MVI and other PDPs work to bring together researchers from around the world – often combining public sector and private sector skill sets – to work on new combinations of chemicals and other ingredients to produce longer-lasting or more efficacious vaccines or new delivery mechanisms (for instance, to remove the need for cold storage, which is often unreliable or lacking in parts of the developing world). MVI is in the last stages of developing the first vaccine for malaria in collaboration with the GlaxoSmithKline pharmaceutical company. Gavi, the Vaccine Alliance brings together funders and public health organizations to increase the procurement and supply of vaccines to treat childhood illnesses to the most remote villages around the world. It also incentivizes pharmaceutical companies to produce large quantities of existing or new generation vaccines at affordable prices through innovative financing mechanisms.

“Even if a vaccine is available, it won’t necessarily eradicate the disease it was designed to protect children against.”

Gavi, the Vaccine Alliance can be seen as a ‘second generation’ collaboration. Started in 2000, slightly later than the ‘first generation’ PDPs, it doesn’t develop the product itself, but acts more as a facilitator through its use of finance incentive mechanisms. PDPs, on the other hand, have traditionally worked as knowledge brokers or integrators, supporting new vaccine development in a much more ‘hands on’ way. PDPs bring together different actors who each contribute different skill sets and expertise. Other partnerships work more as integrators, bringing in outside knowledge, internalizing and modifying it to be more usable for the wider scientific community.

A key element of both generations of collaborative partnership (PDPs and newer facilitating partnerships) is the focus on alleviating health problems affecting the poorest in society. Because such partnerships work as ‘social technologies’, they can get more drugs and vaccines to the most vulnerable people in developing countries than the private pharmaceutical companies who are the traditional producers of these products.

Social technologies are the important organizational and institutional arrangements that support physical technology development. The concept is useful for two reasons. First, it recognizes that physical technologies – in this case vaccines to prevent diseases affecting children – are affected by a wider set of cultural, economic, political and social factors that determine how and if they are developed, implemented and used. Second, it reminds us to focus not only on the successful design, development and implementation of physical technologies (such as new or existing vaccines), but also on the institutional and organizational issues that underlie these processes.
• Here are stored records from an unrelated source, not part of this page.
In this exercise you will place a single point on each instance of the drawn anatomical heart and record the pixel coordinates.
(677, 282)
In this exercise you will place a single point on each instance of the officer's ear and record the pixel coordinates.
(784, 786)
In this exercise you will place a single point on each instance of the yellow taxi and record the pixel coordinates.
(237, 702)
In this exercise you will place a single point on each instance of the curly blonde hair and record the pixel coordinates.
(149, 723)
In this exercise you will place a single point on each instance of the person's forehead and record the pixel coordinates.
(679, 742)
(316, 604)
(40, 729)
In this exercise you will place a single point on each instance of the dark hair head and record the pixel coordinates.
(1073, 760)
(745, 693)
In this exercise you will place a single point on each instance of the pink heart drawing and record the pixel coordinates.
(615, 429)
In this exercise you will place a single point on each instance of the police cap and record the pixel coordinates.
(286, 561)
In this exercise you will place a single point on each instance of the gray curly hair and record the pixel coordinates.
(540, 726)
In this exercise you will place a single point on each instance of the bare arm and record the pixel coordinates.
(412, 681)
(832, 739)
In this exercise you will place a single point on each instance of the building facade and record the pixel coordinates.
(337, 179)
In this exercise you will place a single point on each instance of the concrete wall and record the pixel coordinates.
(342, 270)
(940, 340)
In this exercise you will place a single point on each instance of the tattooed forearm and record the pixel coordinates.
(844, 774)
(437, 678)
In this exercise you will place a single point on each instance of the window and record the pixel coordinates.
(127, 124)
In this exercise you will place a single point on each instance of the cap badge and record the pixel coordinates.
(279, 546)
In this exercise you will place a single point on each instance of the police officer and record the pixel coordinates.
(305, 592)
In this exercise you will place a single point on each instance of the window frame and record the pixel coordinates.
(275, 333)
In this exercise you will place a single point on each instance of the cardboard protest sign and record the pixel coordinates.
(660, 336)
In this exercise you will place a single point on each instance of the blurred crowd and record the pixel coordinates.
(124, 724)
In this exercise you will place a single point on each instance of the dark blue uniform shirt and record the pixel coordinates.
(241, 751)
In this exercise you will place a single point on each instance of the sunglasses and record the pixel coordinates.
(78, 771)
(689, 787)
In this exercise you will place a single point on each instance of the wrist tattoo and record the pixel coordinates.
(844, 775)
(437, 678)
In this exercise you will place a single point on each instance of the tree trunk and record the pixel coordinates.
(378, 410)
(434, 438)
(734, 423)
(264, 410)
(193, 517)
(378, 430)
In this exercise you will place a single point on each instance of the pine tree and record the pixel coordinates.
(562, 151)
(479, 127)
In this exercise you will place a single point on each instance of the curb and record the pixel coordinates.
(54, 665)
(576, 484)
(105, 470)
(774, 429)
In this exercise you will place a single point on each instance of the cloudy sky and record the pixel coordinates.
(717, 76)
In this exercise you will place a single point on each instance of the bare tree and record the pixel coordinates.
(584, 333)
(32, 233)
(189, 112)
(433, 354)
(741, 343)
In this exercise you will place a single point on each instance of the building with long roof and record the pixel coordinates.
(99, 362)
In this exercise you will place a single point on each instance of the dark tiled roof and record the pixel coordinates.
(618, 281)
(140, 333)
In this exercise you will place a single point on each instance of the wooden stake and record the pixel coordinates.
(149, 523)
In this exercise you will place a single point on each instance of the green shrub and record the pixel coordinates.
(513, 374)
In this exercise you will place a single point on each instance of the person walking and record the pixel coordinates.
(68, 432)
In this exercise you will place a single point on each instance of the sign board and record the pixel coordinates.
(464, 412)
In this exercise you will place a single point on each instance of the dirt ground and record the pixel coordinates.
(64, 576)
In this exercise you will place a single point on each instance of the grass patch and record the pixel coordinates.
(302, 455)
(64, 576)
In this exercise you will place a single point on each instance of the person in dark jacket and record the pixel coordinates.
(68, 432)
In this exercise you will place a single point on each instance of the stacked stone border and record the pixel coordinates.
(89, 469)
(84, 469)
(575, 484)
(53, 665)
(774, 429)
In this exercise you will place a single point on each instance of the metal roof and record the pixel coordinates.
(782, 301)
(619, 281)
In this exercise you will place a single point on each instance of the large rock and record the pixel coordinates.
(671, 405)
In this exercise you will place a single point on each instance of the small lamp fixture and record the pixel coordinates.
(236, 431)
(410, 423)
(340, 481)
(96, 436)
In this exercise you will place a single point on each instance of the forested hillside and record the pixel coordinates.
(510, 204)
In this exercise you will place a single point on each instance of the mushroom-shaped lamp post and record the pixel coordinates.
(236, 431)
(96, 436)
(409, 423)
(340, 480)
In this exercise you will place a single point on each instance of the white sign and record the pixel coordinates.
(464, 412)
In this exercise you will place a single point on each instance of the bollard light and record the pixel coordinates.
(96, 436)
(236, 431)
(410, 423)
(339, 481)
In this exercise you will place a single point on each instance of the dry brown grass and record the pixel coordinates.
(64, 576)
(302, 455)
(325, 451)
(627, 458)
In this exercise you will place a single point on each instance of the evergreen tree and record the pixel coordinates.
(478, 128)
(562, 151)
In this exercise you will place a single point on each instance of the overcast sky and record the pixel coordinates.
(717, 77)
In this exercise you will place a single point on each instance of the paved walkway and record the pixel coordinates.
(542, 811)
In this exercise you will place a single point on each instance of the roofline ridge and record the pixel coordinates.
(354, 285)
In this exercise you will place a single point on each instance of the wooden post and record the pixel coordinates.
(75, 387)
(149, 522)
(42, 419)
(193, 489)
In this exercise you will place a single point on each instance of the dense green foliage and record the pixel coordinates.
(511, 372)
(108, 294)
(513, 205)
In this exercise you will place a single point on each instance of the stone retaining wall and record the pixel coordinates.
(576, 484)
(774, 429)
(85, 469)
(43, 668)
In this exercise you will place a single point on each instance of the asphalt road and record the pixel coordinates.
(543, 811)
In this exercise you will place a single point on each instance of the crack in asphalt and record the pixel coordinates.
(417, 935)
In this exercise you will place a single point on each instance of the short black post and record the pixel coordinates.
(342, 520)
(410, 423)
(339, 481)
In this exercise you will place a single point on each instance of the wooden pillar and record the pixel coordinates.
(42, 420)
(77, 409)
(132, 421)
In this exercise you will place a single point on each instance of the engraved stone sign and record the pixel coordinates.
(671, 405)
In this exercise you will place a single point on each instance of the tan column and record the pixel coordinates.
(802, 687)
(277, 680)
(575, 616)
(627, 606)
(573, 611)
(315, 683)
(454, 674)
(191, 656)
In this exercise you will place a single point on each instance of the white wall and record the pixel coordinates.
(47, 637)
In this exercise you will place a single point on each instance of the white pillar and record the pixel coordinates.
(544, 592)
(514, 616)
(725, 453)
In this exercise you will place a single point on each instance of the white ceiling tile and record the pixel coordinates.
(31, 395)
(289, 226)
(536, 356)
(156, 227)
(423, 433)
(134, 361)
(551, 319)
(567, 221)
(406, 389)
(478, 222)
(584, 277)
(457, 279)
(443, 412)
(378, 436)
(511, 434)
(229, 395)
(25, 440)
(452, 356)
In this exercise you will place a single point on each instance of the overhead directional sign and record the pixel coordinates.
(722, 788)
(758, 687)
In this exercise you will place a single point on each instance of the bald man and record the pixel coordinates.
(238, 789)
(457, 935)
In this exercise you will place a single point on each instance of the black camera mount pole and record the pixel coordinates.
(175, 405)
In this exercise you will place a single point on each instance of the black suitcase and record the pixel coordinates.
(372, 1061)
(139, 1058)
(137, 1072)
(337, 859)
Even if a vaccine is available, it won’t necessarily eradicate the disease it was designed to protect children against. The difficulties of eradicating polio around the world present a good example of the importance of recognizing wider factors at play. Childhood polio mass vaccination campaigns have successfully eradicated this disease from the majority of the world’s countries. Unfortunately, polio is still endemic in Afghanistan, Nigeria and Pakistan. In these countries, vaccination campaigns have been hampered by cultural and political factors – for instance, in some places, mothers and fathers refuse to allow their children to be immunized; in others, the immunization campaigns have proven extremely dangerous to carry out.

Thinking about the institutional and organizational issues that underpin successful vaccine design, development and implementation also enables researchers and policymakers to focus on an important but often under-recognized, indirect impact of vaccine development partnership activities – the building of developing countries’ scientific and research capability. This capability is important because it creates the basis for long-lasting and far-reaching opportunities for developing countries to undertake their own research into problems affecting their populations.

While this often starts from building capabilities around clinical research related to vaccine development, it also leads to the training of new generations of scientists, clinical researchers, laboratory technicians and ancillary staff (nurses, counselors and peer educators) who go on to win their own research grants and work on new and different projects. Such capabilities are essential for economic growth and inclusive development, including in least developed countries. They enable researchers and scientists to find the right physical and social technologies required for the benefit of child health within a more stable economic environment.